Spanish flag This article is also available in Spanish.

Cheating Ways

Cheating is rampant these days. Just ask the nation’s retailers, educators, and investors. From classroom to boardroom, from filling stations to airplanes, folks everywhere are trying to get something that’s not rightfully theirs.

The Wall Street Journal has reported a rash of petty personal cheating ranging from zipping through turnpike tollbooths without paying to pocketing restaurant silverware.{1}

One Los Angeles network television employee described the rush he felt from sneaking into an airline First Class seat from his coach section. “It was exhilarating,” he explained of his stealth upgrade. “I felt like I robbed a bank.”

A Las Vegas restaurant lost $10,000 in pilfered ashtrays during its first two weeks of operation. A New Jersey engineer refuses to pay automated tolls on the Garden State Parkway because he feels the toll plazas are poorly designed and irritating. The state established a bad system, he reasons, so “you have to abuse it.” Convenience stores report massive losses from “pump-and-flee” customers who fill their gas tanks and take off without paying.

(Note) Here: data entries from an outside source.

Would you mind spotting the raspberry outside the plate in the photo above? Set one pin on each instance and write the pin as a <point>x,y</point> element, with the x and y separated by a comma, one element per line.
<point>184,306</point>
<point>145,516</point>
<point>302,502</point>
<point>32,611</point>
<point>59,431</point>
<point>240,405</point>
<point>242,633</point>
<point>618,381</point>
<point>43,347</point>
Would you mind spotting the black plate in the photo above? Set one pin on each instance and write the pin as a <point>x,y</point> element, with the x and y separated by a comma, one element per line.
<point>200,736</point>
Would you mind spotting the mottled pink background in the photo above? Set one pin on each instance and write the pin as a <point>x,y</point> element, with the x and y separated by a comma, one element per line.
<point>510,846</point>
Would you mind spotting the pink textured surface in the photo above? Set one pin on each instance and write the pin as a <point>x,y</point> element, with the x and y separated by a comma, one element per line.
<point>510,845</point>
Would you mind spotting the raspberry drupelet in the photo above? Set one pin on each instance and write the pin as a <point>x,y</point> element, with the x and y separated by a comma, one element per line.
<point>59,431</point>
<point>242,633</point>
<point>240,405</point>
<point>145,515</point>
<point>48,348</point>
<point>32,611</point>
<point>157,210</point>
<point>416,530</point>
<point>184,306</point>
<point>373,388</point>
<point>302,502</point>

A Knoxville-based theater chain watches for discount cheaters who purchase pay-by-phone automated tickets at undeserved senior discounts and hope ticket takers won’t notice. Shoppers buy party dresses and power tools, use them, and return them for refunds. A California bookseller laments the customers who try for full-price refunds on books they’ve purchased from discount outlets. “You want to send them to Miss Manners,” she says.{2}

Prominent sports figures have been flagged for un-citizen-like conduct. George O’Leary lost the head football coaching job at Notre Dame within a week of his hiring for padding his résumé. U.S. Olympic Committee president Sandra Baldwin resigned after confessing lies about her academic background.{3}

Golfers not only adjust the lay of the ball. Some duck pricey greens fees by sneaking onto the course.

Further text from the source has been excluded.